We extracted data from GBD 2021, focusing on diet-related health outcomes in China across 33 provinces and regions. Measures included deaths, years of life lost (YLLs), years lived with disability (YLDs), and disability-adjusted life years (DALYs), stratified by age, sex, and region. Age-standardized rates (ASRs) were calculated, and temporal trends were analyzed using estimated annual percentage change (EAPC).
In 2021, dietary risk factors accounted for 1.70 million deaths and 38.39 million DALYs among Chinese adults aged 25 years and older. The leading contributors were high sodium intake, low fruit consumption, and low whole grain intake. Cardiovascular diseases were the largest contributors to diet-related DALYs. The burden was more pronounced in males than in females and highest among older adults aged 80 years and older. Substantial regional variation was observed, with the Northeastern and Western regions showing higher burden.
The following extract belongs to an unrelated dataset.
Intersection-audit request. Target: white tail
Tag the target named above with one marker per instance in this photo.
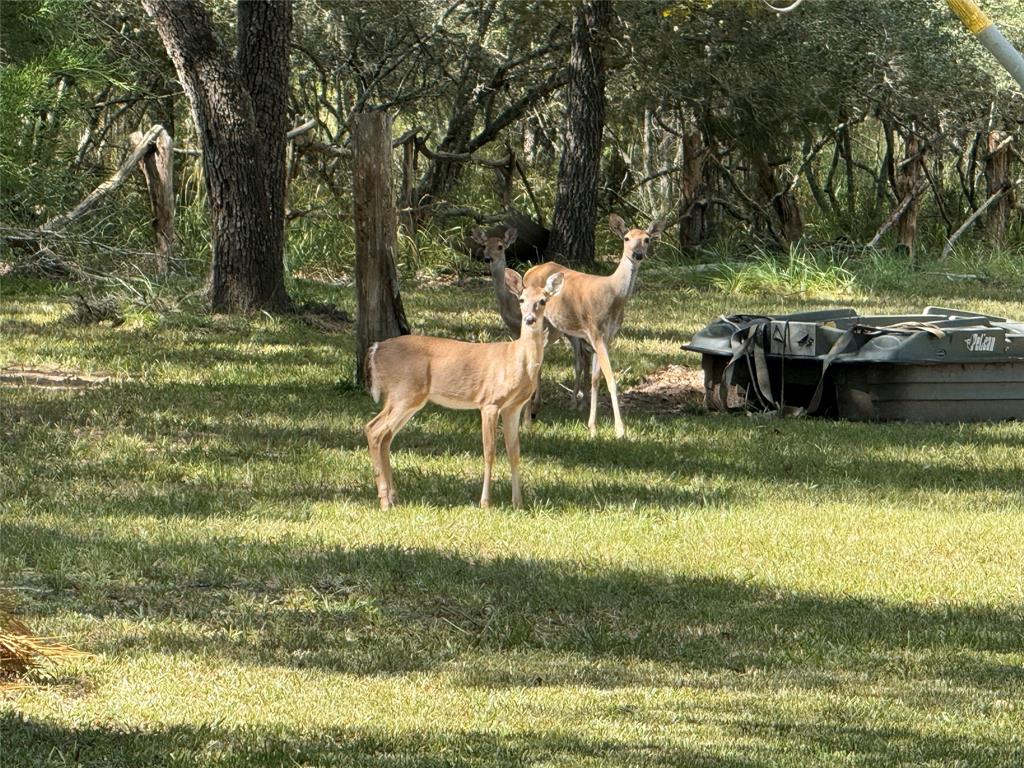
(591, 306)
(497, 378)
From 1990 to 2021, overall disease burden due to dietary risks declined steadily, as reflected by decreasing ASR-DALYs (EAPC= -1.76), YLLs, and death rates. In contrast, YLDs showed a slight upward trend (EAPC=0.75), indicating a shift toward increased years lived with disability. In addition, the relative contributions of specific dietary risk factors changed considerably. Low vegetable intake, once ranked the third in 1990, dropped to the 12th by 2021, while high red meat consumption rose from the 15th to 7th place. Although the ranking of high-sugar beverage consumption did not change, the ASR-DALYs rate increased significantly, with a percentage change of 689.14% between 1990 and 2021.
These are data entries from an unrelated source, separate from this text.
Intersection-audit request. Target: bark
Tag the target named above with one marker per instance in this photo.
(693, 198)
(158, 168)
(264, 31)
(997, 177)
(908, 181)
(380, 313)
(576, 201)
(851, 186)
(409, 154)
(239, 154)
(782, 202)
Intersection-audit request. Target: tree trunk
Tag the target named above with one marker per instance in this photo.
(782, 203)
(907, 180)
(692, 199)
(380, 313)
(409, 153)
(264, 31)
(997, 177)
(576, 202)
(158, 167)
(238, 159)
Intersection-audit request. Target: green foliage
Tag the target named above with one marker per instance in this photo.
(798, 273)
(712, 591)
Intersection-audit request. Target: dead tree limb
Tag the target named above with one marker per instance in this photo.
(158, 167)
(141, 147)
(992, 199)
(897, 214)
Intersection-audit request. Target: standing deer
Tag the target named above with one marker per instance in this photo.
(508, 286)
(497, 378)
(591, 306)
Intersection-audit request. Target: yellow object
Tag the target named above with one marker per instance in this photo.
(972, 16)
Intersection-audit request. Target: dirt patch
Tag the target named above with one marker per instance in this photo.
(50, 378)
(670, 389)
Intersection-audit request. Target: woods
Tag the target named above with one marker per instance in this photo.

In China, the burden of diet-related diseases remains substantial. While the overall age-standardized disease burden has declined, marked regional and demographic disparities persist. Certain dietary risks, such as high red meat and sugar-sweetened beverage consumption, are rising, and high sodium intake remains a serious concern. These trends highlight the urgent need for comprehensive, adaptable, and evidence-based nutrition policies to be implemented to address the evolving diet-related disease burden across diverse populations in China.
随着经济的快速发展和生活方式的改变,与饮食相关的疾病已成为全球主要的公共卫生问题。中国正经历着显著的饮食转变。从2001年到2021年,主食摄入量下降,而动物性食物和超加工食品的消费量显著增加。但对中国主要饮食风险因素及其饮食模式转变对长期健康影响的综合评估仍不明确。
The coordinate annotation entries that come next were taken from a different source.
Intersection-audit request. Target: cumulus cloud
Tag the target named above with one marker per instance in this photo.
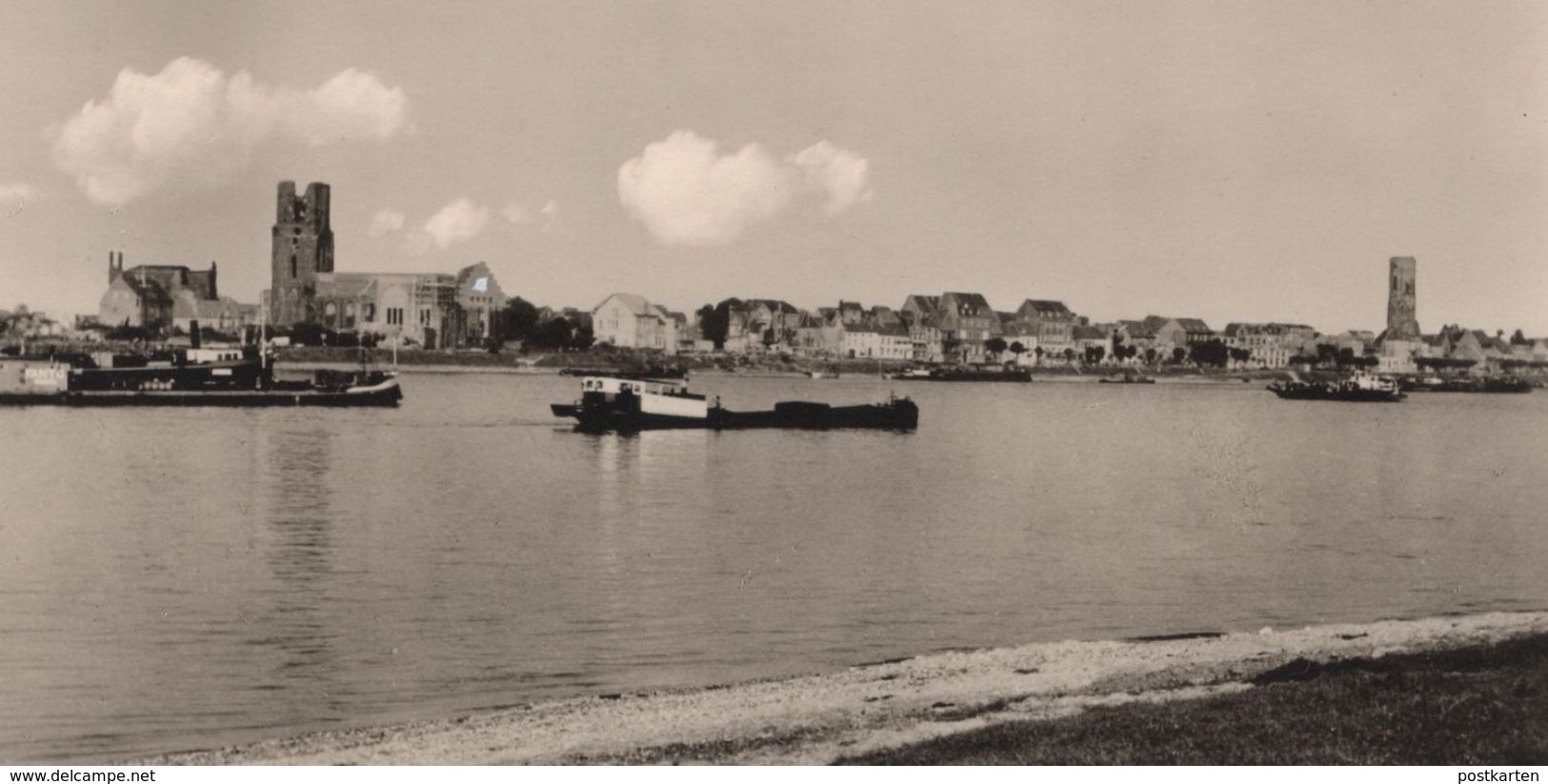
(522, 215)
(457, 222)
(16, 191)
(386, 222)
(517, 212)
(689, 194)
(836, 172)
(191, 123)
(550, 214)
本研究旨在利用《2021年全球疾病、伤害和风险因素负担研究》(GBD 2021)的数据评估中国饮食风险因素导致的疾病负担,并研究过去30年的长期趋势。此外,还对中国3种主要的饮食相关疾病类别进行了深入分析:心血管疾病、肿瘤和糖尿病及肾脏疾病。
我们从GBD 2021中提取数据,重点关注中国33个省和地区与饮食相关的健康结果。测量指标包括死亡人数、寿命损失年数(YLLs)、伤残调整生命年(YLDs)和伤残调整生命年(DALYs),按年龄、性别和地区分层。计算年龄标准化率(ASRs),并使用估计年百分比变化(EAPC)分析时间趋势。
2021年,饮食风险因素导致25岁及以上中国成年人中有170万人死亡,3839万伤残调整生命年。主要因素是高钠摄入、低水果消费和低全谷物摄入。心血管疾病是饮食相关伤残调整生命年的最大贡献者。男性的负担比女性更明显,在80岁及以上的老年人中负担最高。观察到明显的地区差异,东北地区和西部地区负担较高。从1990年到2021年,饮食风险导致的总体疾病负担稳步下降,年龄标准化伤残调整生命年(ASR-DALYs)(EAPC = -1.76)、寿命损失年数和死亡率下降即反映了这一点。相比之下,伤残调整生命年呈轻微上升趋势(EAPC = 0.75),表明残疾生活年数增加。此外,特定饮食风险因素的相对贡献发生了很大变化。低蔬菜摄入量在1990年曾排名第三,到2021年降至第12位,而高红肉消费量从第15位升至第7位。虽然高糖饮料消费的排名没有变化,但年龄标准化伤残调整生命年率显著增加,1990年至2021年期间的百分比变化为689.14%。
在中国,与饮食相关的疾病负担仍然很重。虽然总体年龄标准化疾病负担有所下降,但明显的地区和人口差异仍然存在。某些饮食风险,如高红肉和含糖饮料消费正在上升,高钠摄入仍然是一个严重问题。这些趋势凸显了迫切需要实施全面、适应性强且基于证据的营养政策,以应对中国不同人群中不断变化的与饮食相关的疾病负担。